AI Detects Viable Tumor Cells for Accurate Bone Cancer Prognoses Post Chemotherapy
Posted on 05 Apr 2024
Osteosarcoma, the most common malignant bone tumor, has seen improved survival rates with surgery and chemotherapy for localized cases. Yet, the prognosis for advanced metastatic osteosarcoma remains grim. Traditional post-treatment prognosis methods, based on assessing necrosis or evaluating the proportion of dead tissue within the tumor, suffer from inter-observer variability and might not accurately predict treatment response. Researchers have now developed and validated a machine-learning model capable of accurately evaluating the density of surviving tumor cells in osteosarcoma pathological images, offering a more reliable prognosis prediction.
The model, developed by researchers at Kyushu University (Fukuoka, Japan), uses deep-learning algorithms to identify viable tumor cells within pathological images, matching the assessment skills of expert pathologists. This approach overcomes the limitations of the traditional method for necrosis rate assessment, which calculates the necrotic area without considering individual cell count, leading to inconsistent evaluations across pathologists and inadequate reflection of chemotherapy effects. In phase 1 of the study, the team trained the deep-learning model to detect surviving tumor cells and validated its performance using patient data. The AI model was as proficient in detecting viable tumor cells in pathological images as expert pathologists.
In phase 2, the researchers focused on disease-specific survival and metastasis-free survival. While disease-specific survival tracks the duration after diagnosis or treatment without death directly caused by the disease, metastasis-free survival monitors the time post-treatment without cancer cells spreading to distant body parts. They also examined the correlation between AI-estimated viable tumor cell density and prognosis. The findings revealed that the AI model’s detection performance and precision were comparable to that of the pathologist, accompanied by good reproducibility. The team then divided the patients into groups based on whether the viable tumor cell density was above or below 400/mm2. They found that a higher density correlated with a poorer prognosis, while a lower density indicated a better outcome.

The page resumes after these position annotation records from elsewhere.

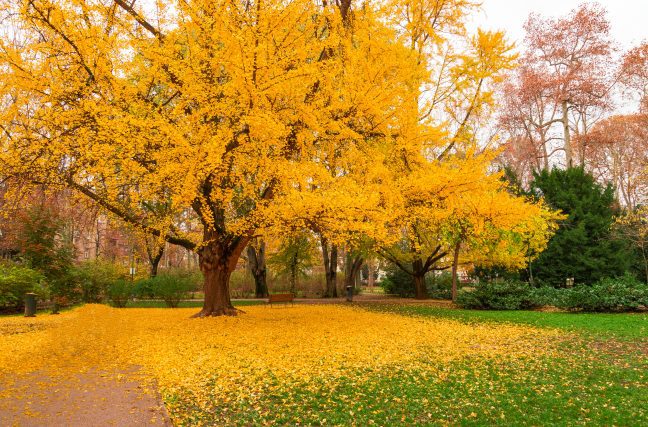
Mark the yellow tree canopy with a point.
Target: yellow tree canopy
(226, 109)
(355, 120)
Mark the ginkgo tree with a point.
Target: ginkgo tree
(248, 116)
(226, 108)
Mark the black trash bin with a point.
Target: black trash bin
(349, 293)
(30, 304)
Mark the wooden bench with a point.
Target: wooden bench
(285, 298)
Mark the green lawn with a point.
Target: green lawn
(185, 304)
(599, 377)
(628, 326)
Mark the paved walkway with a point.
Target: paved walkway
(88, 399)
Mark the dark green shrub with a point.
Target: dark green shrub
(95, 277)
(171, 286)
(144, 288)
(397, 282)
(439, 286)
(505, 295)
(120, 292)
(609, 295)
(15, 282)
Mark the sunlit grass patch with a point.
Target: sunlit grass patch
(329, 364)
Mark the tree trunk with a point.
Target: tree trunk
(566, 135)
(293, 274)
(217, 262)
(154, 252)
(455, 265)
(330, 268)
(419, 287)
(420, 291)
(257, 266)
(352, 269)
(371, 277)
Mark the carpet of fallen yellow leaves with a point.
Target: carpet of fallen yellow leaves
(234, 356)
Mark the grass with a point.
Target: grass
(186, 304)
(627, 326)
(594, 372)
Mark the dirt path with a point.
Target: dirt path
(89, 399)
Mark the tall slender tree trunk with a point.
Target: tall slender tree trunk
(155, 263)
(455, 265)
(352, 268)
(371, 277)
(217, 261)
(293, 274)
(566, 135)
(420, 291)
(257, 266)
(154, 252)
(329, 255)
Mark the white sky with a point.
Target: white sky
(628, 18)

The team found that the necrosis rate was not associated with disease-specific survival or metastasis-free survival. Further analysis of individual cases showed that AI-estimated viable tumor cell density is a more reliable predictor of prognosis than necrosis rate. These findings suggest that by incorporating AI in pathological image analysis, this method enhances detection accuracy, minimizes variability among assessors, and offers prompt evaluations. Estimating viable tumor cell density, which indicates the cells' proliferation potential post-chemotherapy, emerges as a superior indicator of treatment efficacy over traditional necrosis rate assessment. This AI model promises significant advancements in clinical settings after broader validation to facilitate its widespread application.

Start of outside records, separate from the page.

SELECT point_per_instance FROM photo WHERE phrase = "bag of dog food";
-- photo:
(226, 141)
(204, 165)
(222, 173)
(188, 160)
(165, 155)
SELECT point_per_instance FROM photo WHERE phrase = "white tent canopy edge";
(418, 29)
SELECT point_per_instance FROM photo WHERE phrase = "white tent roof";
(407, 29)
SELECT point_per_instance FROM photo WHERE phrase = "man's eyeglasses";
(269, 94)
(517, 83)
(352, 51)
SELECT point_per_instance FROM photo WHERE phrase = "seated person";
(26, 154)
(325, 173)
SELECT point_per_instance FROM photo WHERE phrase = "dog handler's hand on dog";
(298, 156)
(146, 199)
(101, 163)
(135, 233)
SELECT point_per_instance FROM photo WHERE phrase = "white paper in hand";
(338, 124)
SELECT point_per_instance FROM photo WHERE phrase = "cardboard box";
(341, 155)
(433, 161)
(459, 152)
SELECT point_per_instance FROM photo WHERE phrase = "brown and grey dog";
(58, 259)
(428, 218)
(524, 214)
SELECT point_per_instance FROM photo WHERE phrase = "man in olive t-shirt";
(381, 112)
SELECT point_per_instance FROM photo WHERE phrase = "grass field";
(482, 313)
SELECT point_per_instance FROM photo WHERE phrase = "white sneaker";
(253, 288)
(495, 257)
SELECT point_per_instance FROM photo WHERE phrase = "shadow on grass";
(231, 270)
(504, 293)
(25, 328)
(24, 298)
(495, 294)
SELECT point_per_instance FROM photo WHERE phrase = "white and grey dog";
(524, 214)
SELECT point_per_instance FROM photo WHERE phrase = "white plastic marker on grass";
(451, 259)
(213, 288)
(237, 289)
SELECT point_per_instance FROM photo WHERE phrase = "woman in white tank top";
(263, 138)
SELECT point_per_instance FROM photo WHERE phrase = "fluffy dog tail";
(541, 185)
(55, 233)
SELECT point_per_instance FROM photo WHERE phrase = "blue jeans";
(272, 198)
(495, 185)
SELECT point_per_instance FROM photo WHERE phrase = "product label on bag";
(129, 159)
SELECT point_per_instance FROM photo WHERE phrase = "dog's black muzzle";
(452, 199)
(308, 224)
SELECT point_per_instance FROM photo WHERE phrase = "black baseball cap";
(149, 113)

“This new approach has the potential to enhance the accuracy of prognoses for osteosarcoma patients treated with chemotherapy,” said Dr. Makoto Endo, a lecturer of Orthopedic Surgery at Kyushu University Hospital. “In the future, we intend to actively apply AI to rare diseases such as osteosarcoma, which have seen limited advancements in epidemiology, pathogenesis, and etiology. Despite the passage of decades, particularly in treatment strategies, substantial progress remains elusive. By putting AI to the problem, this might finally change.”